Per la terza volta in tre giorni il premier Matteo Renzi rilancia l’idea del tfr in busta paga. La prima a «Che tempo che fa», domenica scorsa. La seconda lunedì, alla direzione del Pd. La terza ieri, durante un’intervista a «Ballarò». «La misura è in discussione ma non se ne parla nel Documento di economia e finanza», ha detto il ministro dell’Economia Pier Carlo Padoan. Il premier stima l’ammontare che potrebbe entrare nelle tasche dei dipendenti: «Per uno che guadagna 1.300 euro, un centinaio di euro al mese si aggiungerebbero allo stipendio», esemplifica Renzi.
A oggi gli italiani maturano tfr per un valore di 25 miliardi l’anno. Di questi, 5,2 vanno ai fondi pensione. Altri 6 all’Inps. Circa 14 si fermano nelle casse delle piccole e medie imprese. Queste ultime, di fronte al rischio di dover fare a meno di risorse vitali in una fase di stretta creditizia, non si fanno convincere dalle rassicurazioni del premier. «Trasferire fondi dalla Bce alla piccola impresa è cosa che non si era mai vista. Non si può affrontare un tema così serio con leggerezza», taglia corto Giorgio Merletti, alla guida di Rete Imprese oltre che presidente di Confartigianato.

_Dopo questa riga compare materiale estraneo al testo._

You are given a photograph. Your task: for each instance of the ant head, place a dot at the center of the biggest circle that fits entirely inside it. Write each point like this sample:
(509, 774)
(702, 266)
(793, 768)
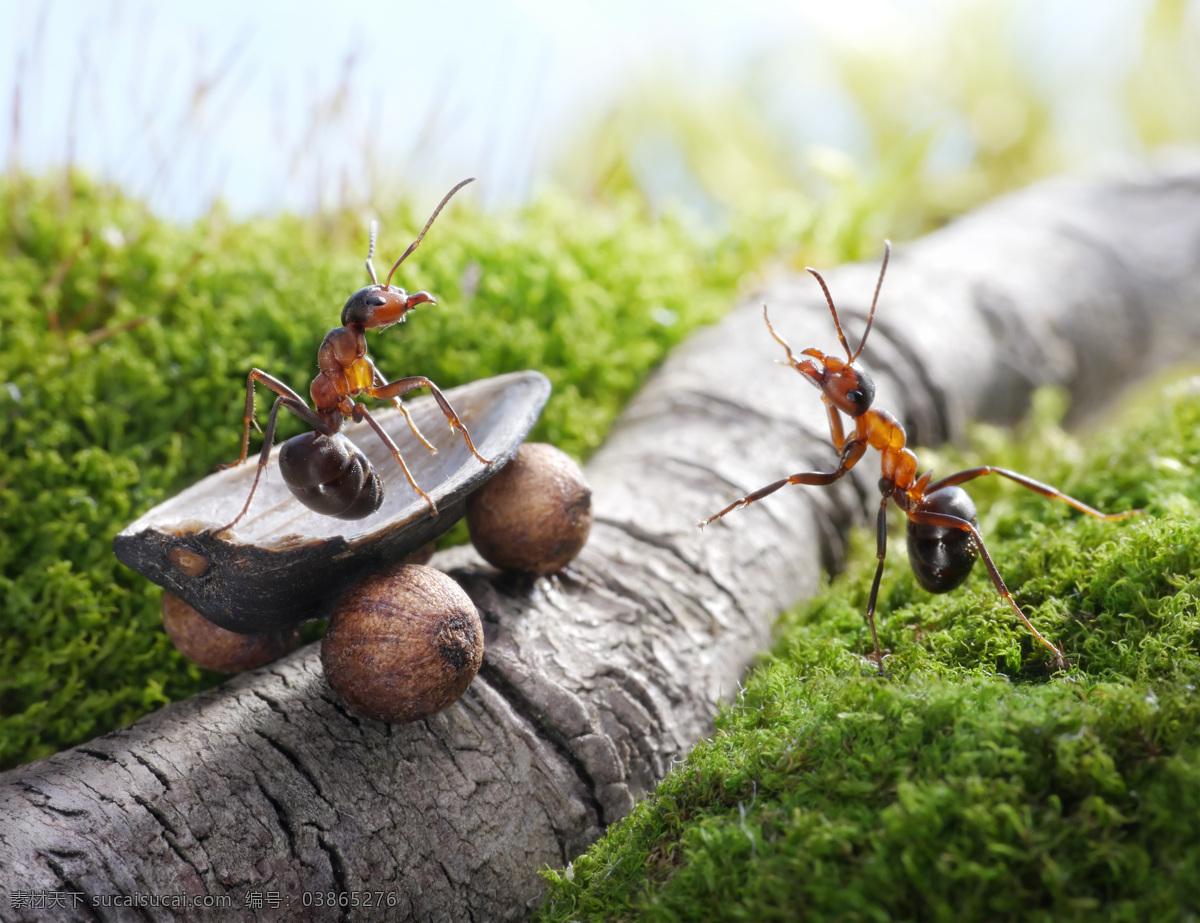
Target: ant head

Il timore delle piccole aziende è che il tfr in busta paga serva anche ad alleggerire (a loro spese) l’onere per le casse dello Stato dell’operazione «80 euro». Una volta che il tfr finisse sullo stipendio, infatti, per una certa fascia di popolazione la retribuzione supererebbe il tetto oltre il quale il bonus non è concesso.

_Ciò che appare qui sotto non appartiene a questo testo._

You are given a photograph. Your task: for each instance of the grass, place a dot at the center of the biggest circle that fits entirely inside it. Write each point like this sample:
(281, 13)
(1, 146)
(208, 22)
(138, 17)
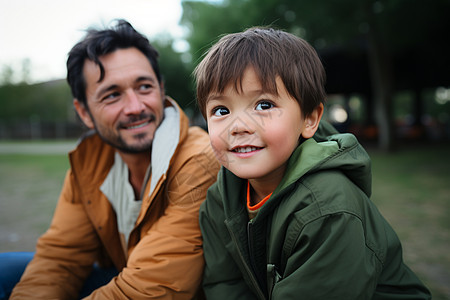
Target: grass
(410, 187)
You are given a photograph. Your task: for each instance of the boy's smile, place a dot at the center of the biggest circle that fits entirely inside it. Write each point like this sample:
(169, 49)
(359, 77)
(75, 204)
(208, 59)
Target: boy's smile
(253, 133)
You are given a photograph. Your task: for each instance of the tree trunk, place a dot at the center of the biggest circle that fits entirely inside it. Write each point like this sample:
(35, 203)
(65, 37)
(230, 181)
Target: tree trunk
(382, 83)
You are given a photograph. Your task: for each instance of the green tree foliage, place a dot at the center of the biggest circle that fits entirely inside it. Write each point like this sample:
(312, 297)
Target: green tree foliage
(48, 101)
(385, 31)
(176, 74)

«Se il premier parla di 100 euro in busta paga per una retribuzione netta di 1.300 euro, significa che nello stipendio finisce tutta la liquidazione, non solo il 50% come ipotizzato», fa notare Alberto Brambilla, esperto di previdenza ed ex sottosegretario al Welfare. Sua la riforma della previdenza integrativa del 2005. Ma ciò che allarma di più Brambilla è un altro aspetto: «Togliere il tfr vuol dire incentivare i giovani a non tutelarsi. Con le pensioni che in media ammontano al 60% dello stipendio, il tfr è prezioso a fine carriera. E cruciale per chi resta senza lavoro».

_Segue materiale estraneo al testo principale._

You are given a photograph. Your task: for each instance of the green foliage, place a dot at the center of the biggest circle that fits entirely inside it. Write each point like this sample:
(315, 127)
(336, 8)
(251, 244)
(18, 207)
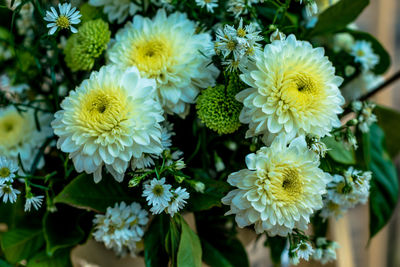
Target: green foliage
(338, 16)
(339, 152)
(384, 184)
(189, 252)
(388, 120)
(384, 57)
(20, 244)
(84, 193)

Tutto da capire il meccanismo con cui le banche potrebbero garantire le risorse alle imprese che devono privarsi dei tfr accantonati. Ogni anno le aziende rivalutano le liquidazioni per un ammontare pari al 75% dell’inflazione più un 1,5%. Questo significa che alle imprese il tfr quest’anno costerà circa l’1,5% di interessi. Difficilmente le banche potrebbero prestare soldi a tassi migliori. «E per le aziende non meritevoli di credito servirebbe un fondo di garanzia», aggiunge Brambilla. Ultimo ma non trascurabile: all’Inps verrebbero a mancare sei miliardi l’anno.